# dried mealworms v. live



## miss bunny18 (May 5, 2014)

Does it matter whether I get dried or live mealworms for my hedgie?


----------



## Melanie G. (May 29, 2014)

I prefer live as the dried ones can cause digestive problems.
You can store live mealworms in your fridge where they will hibernate. Once you bring them out and they get warm, they will start wiggling around again.


----------



## Shainahmac (Jun 23, 2014)

What about canned mealworms, to add on to the question?


----------



## nikki (Aug 28, 2008)

Canned meal worms are fine to feed but go bad quickly once the can is opened.


----------



## Teddi4211 (Apr 30, 2014)

I always go with live.

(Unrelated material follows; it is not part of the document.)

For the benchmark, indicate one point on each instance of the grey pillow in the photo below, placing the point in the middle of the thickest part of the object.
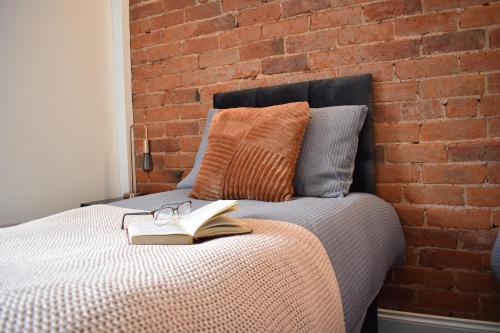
(188, 181)
(326, 160)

Dried ones can cause health problems, while the canned ones went stale before they could finish them. Actually, they didn't even give the canned ones a sniff. My picky hog, who tries nothing, goes crazy for live mealworms.


----------



## PennyRosa (Mar 2, 2014)

Penny wont touch live meal worms. She loves freeze dried ones. 

Maybe I'll try live ones again but freeze them? She likes frozen crickets, but again won't touch them if they are alive.


----------



## Lilysmommy (Jan 7, 2009)

You can freeze the canned ones to make them last longer. Just open the can, and spread them out on a metal baking tray & put in the oven. Once they're frozen, you can store in a plastic baggy. I've never actually tried freezing live mealworms, but I'm sure it'd be along the same lines. With crickets I kept them in the bag I got them from or if I gut-loaded them with veggies in a Cricket Keeper, I stuck that in the freezer, then the next day I'd put them all in a plastic container for storage. I would gut-load mealworms first too, then just stick the container in the freezer. Seems like it'd work decently enough!


----------



## PennyRosa (Mar 2, 2014)

I will try it out. Feeding the freeze dried make me nervous so I would love if she liked frozen mealies.


----------



## PennyRosa (Mar 2, 2014)

Decided to google it and have been reading some mixed reviews. Maybe I'll just stick with freeze dried for now.


----------



## nikki (Aug 28, 2008)

Pssst Lilysmommy, I think you mean put them in the freezer, not the oven...LOL. 

Freeze dried ones are not nearly as good to feed as live or canned ones.


----------



## Lilysmommy (Jan 7, 2009)

PFFFT, I didn't even catch that! :lol: I did mean freezer!! Though now that I think of it, LizardGirl did mention she roasts mealworms in the oven. I've never gotten an answer as to how she actually does so though.


----------